En marzo encontramos un comprador para la casa de campo. El comprador adoró el jardín y las renovaciones y la venta avanzó sin problemas. En abril nos preparamos para mudarnos. Yo estaba ansiosa y aprensiva a la vez, anticipando la aventura pero rechazando la idea de vivir en caravanas en una ladera árida. Mary y Sarah compartían mi ambivalencia. Ya habían soportado años de agitación, pasando de una casa a otra durante su infancia y luego de una habitación a otra durante las reformas. Les encantaban sus nuevas habitaciones y se sentían instaladas. Con una gran reticencia, empezaron a empaquetar sus libros, su ropa y toda la parafernalia de su vida adolescente. Incluso nuestra gata Pickles estaba preocupada. Intuía la mudanza. Todos los días, por un miedo felino al abandono, se subía a la bandeja trasera de la camioneta de Greg y se sentaba sobre todo lo que él había apilado allí: viejos postes de la valla de goma roja, láminas de hierro corrugado oxidado, trozos de madera reciclada y cajas de botellas, tarros y herramientas viejas.

A partir de ese momento, Greg se convirtió en un laborioso castor, trabajando más que nunca para hacer un hogar temporal. Pero no sin quejas. Le gustaba decir: «No veo por qué no podemos vivir en tiendas de campaña». Le ayudé todo lo que pude, cargando mi coche con cajas y bolsas, llevándole el almuerzo, ayudándole a recoger al final de cada día. Pero no era suficiente. La soledad, después de meses de aislamiento en una ladera estéril, lo estaba haciendo sentir miserable. Necesitaba compañía, compañía masculina, con toda la camaradería que eso conlleva.

El alivio llegó dos semanas antes de que nos mudáramos, cuando nuestro fontanero Acko aparcó su camioneta junto a las zapatas de hormigón de la casa. Acko era un hombre robusto de unos cincuenta años, con el cabello ralo y arenoso y una sonrisa descarada. Tenía una propiedad en el histórico pueblo de Tilba Tilba, en la costa, una pintoresca casa de campo que había restaurado. Observé desde la ventana del anexo cómo se colgaba un cinturón de herramientas en la cintura y se metía el móvil en el bolsillo de la chaqueta.
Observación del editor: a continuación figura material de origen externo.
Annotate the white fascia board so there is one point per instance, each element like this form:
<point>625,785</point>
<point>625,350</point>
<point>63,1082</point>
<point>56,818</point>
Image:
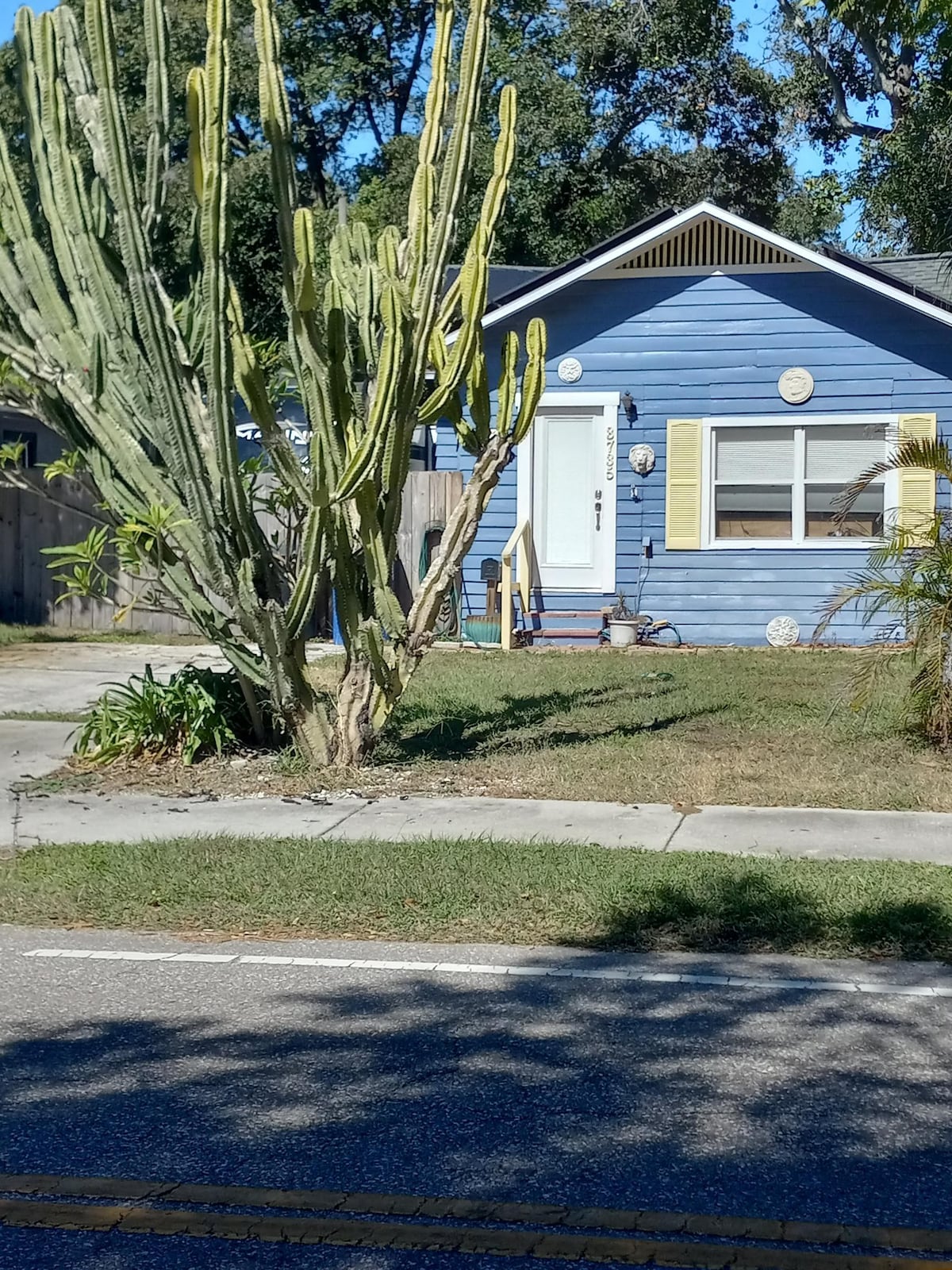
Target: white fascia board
<point>581,398</point>
<point>681,220</point>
Había venido a instalar el servicio de agua caliente.

También había traído los cien metros de tubos de plástico para aguas pluviales que necesitábamos para el sistema séptico. Salí a saludar mientras descargaba su camioneta y depositaba los tubos a mis pies. Luego, junto con su caja de herramientas, descargó una amoladora angular, la más grande y pesada de su clase.

Mientras Greg acorralaba el anexo y se dirigía a él, Acko dijo:

—Tengo algunas tareas para ti, amigo.

—¿Tareas? —Greg sonó dudoso.

—Dijiste que tenías un presupuesto ajustado, así que te conseguí un tubo sin ranuras. Te enseñaré a cortar las ranuras.

Acko colocó un trozo de tubo sobre dos caballos de sierra y encendió la trituradora angular. La trituradora se puso en marcha con un temible gemido.

—Ahora mira.

Acko cortó una ranura. Hizo que pareciera que estaba cortando un pastel. Por la reacción de Greg me di cuenta de que pensaba lo contrario, sin duda pensando en los cientos de ranuras que tendría que cortar.